Table 1. Subject and procedure characteristics
Variable | Value* |
Median age [IQR] | 71 [62, 77] |
Female sex (%) | 29 (38) |
Highest education level completed | |
Less than high-school (%) | 5 (6.6) |
High-school or equivalent (%) | 23 (30.3) |
Some college (%) | 15 (19.7) |
College or post-graduate studies (%) | 33 (43.4) |
Frailty Score | 2 [1, 3] |
Type of procedure | |
Carotid endarterectomy (%) | 17 (23.0) |
Endovascular aortic aneurysm repair (%) | 12 (16.2) |
Dialysis access (%) | 18 (24.3) |
Percutaneous lower extremity procedure (%) | 27 (36.5) |
*Mean and (standard error of the mean) are presented for normally distributed variables; median and [interquartile range] are presented for non-normally distributed variables
Table 2. Results of procedure-specific questionnaires
Procedure type | Variable | Value |
Carotid Endarterectomy (CEA, n=17 with 2 symptomatic) | Correct indication (%) | 10 (59) |
Able to name stroke as a risk (%) | 9 (53) | |
Able to name any alternative to CEA including medical management (%) | 2 (12) | |
Mean (range) stated procedural stroke risk | 8 (0-35) | |
Mean (range) stated procedural mortality | 4 (0-20) | |
Mean (range) stated baseline annual stroke risk without CEA | 35 (0-100) | |
Endovascular aneurysm repair (EVAR, n=12) | Correct indication (%) | 8 (67) |
Able to name hemorrhagic complications as a risk (%) | 7 (58) | |
Able to name open surgery as an alternative (%) | 6 (50) | |
Mean (range) stated procedural death risk | 6.4 (0-30) | |
Aware that long-term postoperative surveillance required (%) | 10 (83) | |
Mean (range) stated risk of reintervention within 4 years | 18 (0-50) | |
Mean (range) estimated hospital length of stay in days | 2.8 (2-3) | |
Expected to be discharged home (%) | 12 (100) | |
Hemodialysis access (n=18, all fistulas) | Correct indication (%) | 16 (89) |
Able to name hemorrhagic complications as a risk (%) | 5 (28) | |
Able to name an alternative (%) | 4 (22) | |
Mean (range) stated procedural mortality | 10 (0-50) | |
Mean (range) stated days to maturation per patient | 103 (7-365) | |
Percutaneous lower extremity arterial procedure (n=27) | Correct indication (%) | 12 (44) |
Able to name any complication as a risk (%) | 17 (63) | |
Able to name an alternative (%) | 8 (30) | |
Mean (range) stated procedural mortality | 19 (0-70) | |
Mean (range) stated 5-year major leg amputation risk without intervention | 40 (0-100) |
Conclusion.

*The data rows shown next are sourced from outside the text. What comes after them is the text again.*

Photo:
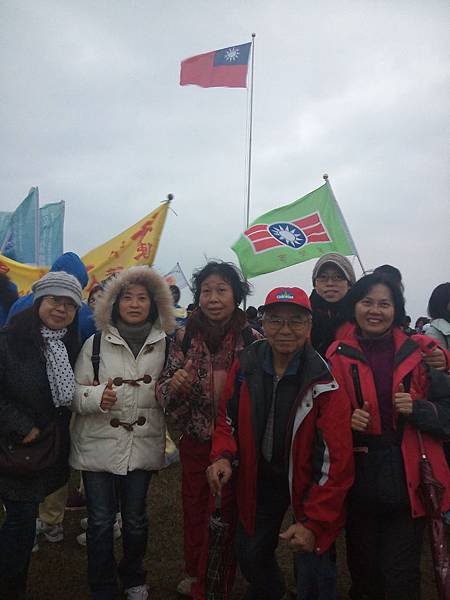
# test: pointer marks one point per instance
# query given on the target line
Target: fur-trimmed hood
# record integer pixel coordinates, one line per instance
(151, 280)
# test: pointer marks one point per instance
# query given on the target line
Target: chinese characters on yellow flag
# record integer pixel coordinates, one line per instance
(22, 275)
(137, 245)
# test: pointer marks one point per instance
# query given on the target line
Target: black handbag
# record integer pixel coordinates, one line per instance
(19, 460)
(380, 481)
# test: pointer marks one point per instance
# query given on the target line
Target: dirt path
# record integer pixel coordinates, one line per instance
(58, 571)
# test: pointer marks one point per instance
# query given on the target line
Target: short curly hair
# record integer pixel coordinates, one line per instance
(438, 303)
(227, 271)
(363, 286)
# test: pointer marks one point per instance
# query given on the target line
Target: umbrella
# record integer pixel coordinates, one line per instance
(216, 564)
(430, 491)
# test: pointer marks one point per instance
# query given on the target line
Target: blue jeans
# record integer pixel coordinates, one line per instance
(100, 491)
(316, 574)
(16, 542)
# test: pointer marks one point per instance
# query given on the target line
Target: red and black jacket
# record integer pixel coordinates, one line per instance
(430, 391)
(318, 442)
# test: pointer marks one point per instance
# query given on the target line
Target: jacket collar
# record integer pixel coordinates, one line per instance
(314, 368)
(156, 333)
(404, 346)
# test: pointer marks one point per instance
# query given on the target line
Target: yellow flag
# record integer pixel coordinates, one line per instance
(22, 275)
(137, 245)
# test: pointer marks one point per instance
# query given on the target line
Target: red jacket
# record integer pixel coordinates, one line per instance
(429, 390)
(320, 448)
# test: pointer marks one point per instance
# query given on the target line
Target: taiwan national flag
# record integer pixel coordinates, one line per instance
(222, 68)
(308, 228)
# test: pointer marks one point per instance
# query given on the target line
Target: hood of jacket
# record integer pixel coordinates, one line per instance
(71, 263)
(152, 281)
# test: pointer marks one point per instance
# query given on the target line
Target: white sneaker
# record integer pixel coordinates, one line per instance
(139, 592)
(185, 585)
(81, 539)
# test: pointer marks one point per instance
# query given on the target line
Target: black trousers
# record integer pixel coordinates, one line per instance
(383, 555)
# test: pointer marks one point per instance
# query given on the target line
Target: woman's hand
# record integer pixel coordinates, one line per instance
(436, 360)
(31, 435)
(109, 396)
(181, 381)
(361, 418)
(300, 538)
(218, 474)
(402, 401)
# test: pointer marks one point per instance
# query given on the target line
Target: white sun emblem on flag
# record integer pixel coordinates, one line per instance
(288, 234)
(232, 54)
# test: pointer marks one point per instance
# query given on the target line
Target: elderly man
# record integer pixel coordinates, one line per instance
(286, 426)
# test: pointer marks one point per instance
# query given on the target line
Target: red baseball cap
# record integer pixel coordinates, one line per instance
(288, 296)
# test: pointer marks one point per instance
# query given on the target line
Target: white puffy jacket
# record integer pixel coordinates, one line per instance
(96, 444)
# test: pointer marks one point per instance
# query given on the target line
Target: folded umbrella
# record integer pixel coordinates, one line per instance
(217, 555)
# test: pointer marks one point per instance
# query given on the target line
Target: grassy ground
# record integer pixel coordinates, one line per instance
(58, 571)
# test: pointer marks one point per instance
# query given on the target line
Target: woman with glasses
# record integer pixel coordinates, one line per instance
(333, 276)
(190, 387)
(37, 351)
(118, 431)
(398, 405)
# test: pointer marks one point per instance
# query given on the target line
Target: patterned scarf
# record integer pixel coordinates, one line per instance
(59, 372)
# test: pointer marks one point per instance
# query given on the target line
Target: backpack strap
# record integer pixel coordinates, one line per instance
(186, 343)
(95, 357)
(247, 336)
(357, 385)
(167, 349)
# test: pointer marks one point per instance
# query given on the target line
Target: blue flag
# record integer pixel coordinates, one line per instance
(51, 232)
(19, 241)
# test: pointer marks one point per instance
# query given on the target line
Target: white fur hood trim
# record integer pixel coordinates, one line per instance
(150, 279)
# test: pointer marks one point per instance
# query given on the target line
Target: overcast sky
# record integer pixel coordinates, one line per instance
(92, 113)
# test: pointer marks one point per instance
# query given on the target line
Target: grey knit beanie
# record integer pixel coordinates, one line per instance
(58, 283)
(339, 261)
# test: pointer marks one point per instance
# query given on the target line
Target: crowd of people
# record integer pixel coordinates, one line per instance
(323, 404)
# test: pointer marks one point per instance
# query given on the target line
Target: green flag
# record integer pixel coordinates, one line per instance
(305, 229)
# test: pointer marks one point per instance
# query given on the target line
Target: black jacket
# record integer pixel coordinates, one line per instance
(26, 402)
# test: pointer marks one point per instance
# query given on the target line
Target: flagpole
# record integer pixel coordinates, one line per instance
(344, 224)
(250, 135)
(37, 230)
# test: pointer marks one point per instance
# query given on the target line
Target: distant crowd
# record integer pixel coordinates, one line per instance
(328, 405)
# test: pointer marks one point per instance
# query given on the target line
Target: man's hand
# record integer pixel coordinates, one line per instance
(218, 474)
(361, 418)
(109, 396)
(182, 379)
(31, 435)
(436, 360)
(402, 401)
(300, 538)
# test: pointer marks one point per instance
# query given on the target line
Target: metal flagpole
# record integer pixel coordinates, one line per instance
(250, 135)
(250, 138)
(37, 230)
(344, 224)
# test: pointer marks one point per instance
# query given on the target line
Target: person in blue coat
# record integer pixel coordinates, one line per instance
(8, 295)
(70, 263)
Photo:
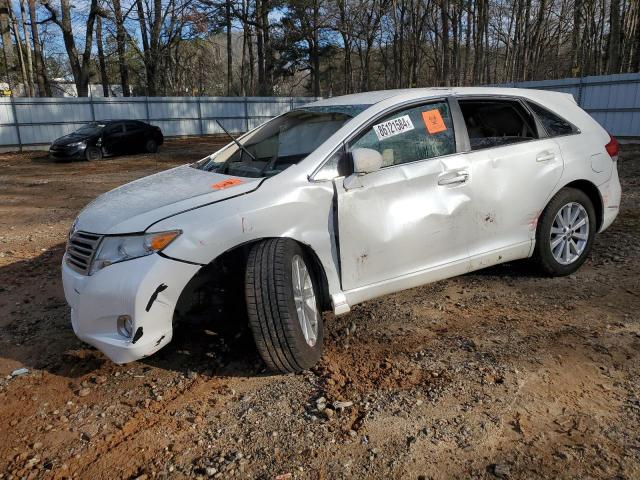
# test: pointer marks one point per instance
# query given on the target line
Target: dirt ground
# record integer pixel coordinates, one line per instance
(497, 374)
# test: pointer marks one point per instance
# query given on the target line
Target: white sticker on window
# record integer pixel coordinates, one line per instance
(393, 127)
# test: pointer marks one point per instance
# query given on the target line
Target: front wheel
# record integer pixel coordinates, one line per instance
(566, 230)
(283, 306)
(151, 146)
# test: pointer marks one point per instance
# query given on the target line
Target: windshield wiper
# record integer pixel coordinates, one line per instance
(235, 141)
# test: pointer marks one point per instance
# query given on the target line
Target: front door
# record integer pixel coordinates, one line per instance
(412, 214)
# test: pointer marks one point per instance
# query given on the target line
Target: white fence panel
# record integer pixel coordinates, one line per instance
(39, 121)
(613, 100)
(135, 109)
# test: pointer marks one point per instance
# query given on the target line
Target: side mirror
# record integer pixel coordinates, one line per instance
(366, 160)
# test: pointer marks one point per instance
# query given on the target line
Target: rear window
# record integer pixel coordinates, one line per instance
(553, 124)
(494, 123)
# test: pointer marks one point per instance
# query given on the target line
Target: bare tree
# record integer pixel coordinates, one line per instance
(80, 66)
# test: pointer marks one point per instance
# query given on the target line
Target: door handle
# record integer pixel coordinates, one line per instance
(457, 178)
(545, 156)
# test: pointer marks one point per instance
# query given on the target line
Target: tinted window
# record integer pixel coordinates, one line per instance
(90, 129)
(553, 124)
(112, 129)
(492, 123)
(417, 133)
(133, 126)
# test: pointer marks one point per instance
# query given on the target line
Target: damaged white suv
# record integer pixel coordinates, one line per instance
(337, 202)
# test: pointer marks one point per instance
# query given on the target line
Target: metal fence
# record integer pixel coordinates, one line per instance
(33, 122)
(613, 100)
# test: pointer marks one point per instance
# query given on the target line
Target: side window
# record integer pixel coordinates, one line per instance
(133, 126)
(493, 123)
(553, 124)
(114, 129)
(416, 133)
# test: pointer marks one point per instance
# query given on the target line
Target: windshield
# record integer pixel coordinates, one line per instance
(90, 129)
(280, 143)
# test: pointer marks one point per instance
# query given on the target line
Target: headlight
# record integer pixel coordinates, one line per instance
(126, 247)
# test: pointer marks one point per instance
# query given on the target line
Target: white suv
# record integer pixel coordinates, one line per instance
(338, 202)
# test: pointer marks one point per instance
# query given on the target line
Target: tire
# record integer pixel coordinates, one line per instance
(271, 306)
(562, 259)
(93, 154)
(151, 146)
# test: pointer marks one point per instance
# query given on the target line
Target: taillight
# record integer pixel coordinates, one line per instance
(613, 147)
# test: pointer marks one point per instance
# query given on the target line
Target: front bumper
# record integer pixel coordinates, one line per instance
(66, 153)
(126, 288)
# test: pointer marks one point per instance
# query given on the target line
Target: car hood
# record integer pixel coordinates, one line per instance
(135, 206)
(71, 138)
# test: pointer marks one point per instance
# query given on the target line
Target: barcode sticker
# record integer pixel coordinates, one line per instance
(394, 127)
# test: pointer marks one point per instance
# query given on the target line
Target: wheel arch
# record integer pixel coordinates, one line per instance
(591, 191)
(231, 265)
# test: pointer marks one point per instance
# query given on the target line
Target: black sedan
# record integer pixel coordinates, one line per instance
(112, 137)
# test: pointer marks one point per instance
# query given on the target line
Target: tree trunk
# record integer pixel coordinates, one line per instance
(101, 61)
(444, 15)
(32, 88)
(229, 47)
(121, 48)
(10, 63)
(23, 67)
(44, 87)
(613, 63)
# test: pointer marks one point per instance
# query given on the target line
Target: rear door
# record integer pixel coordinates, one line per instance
(136, 135)
(411, 215)
(515, 168)
(114, 139)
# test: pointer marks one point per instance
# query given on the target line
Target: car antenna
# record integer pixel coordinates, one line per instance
(236, 141)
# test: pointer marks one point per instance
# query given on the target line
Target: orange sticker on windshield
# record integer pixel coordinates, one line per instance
(230, 182)
(433, 121)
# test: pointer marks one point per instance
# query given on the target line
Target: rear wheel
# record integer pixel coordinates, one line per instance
(283, 306)
(93, 153)
(566, 230)
(151, 146)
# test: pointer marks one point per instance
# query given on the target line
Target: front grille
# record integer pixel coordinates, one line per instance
(81, 249)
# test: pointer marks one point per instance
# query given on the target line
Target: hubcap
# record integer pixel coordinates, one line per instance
(305, 300)
(569, 233)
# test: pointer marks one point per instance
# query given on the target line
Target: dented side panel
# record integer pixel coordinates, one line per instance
(399, 220)
(511, 186)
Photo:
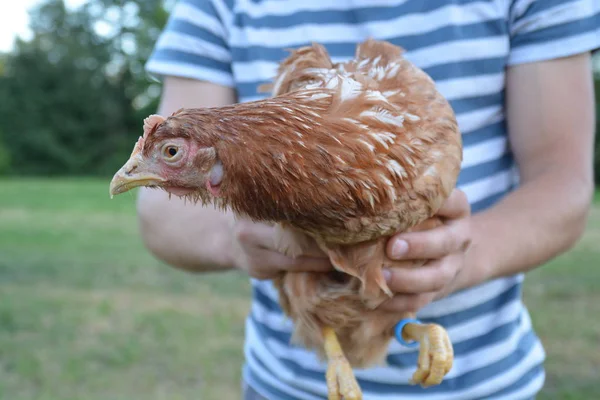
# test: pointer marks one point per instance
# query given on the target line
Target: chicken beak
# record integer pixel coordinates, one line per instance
(133, 175)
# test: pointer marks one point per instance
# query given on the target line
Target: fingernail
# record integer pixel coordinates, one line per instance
(387, 274)
(399, 249)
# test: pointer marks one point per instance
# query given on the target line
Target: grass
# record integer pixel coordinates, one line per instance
(86, 313)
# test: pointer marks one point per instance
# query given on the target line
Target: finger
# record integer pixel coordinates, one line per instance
(456, 206)
(432, 277)
(404, 303)
(432, 244)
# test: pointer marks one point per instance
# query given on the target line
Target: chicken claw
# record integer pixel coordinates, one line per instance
(436, 354)
(341, 383)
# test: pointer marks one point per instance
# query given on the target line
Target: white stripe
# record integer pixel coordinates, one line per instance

There is poor comprehension of basic information about diagnosis and procedural risks, benefits, and alternatives. This is associated with frail/disabled status but not with education level. Despite poor overall comprehension patients feel little decisional conflict, suggesting that they feel well-informed and supported. These findings have potential ethical and clinical implications. Additional work is required to best determine causes of poor comprehension and strategies to mitigate the same.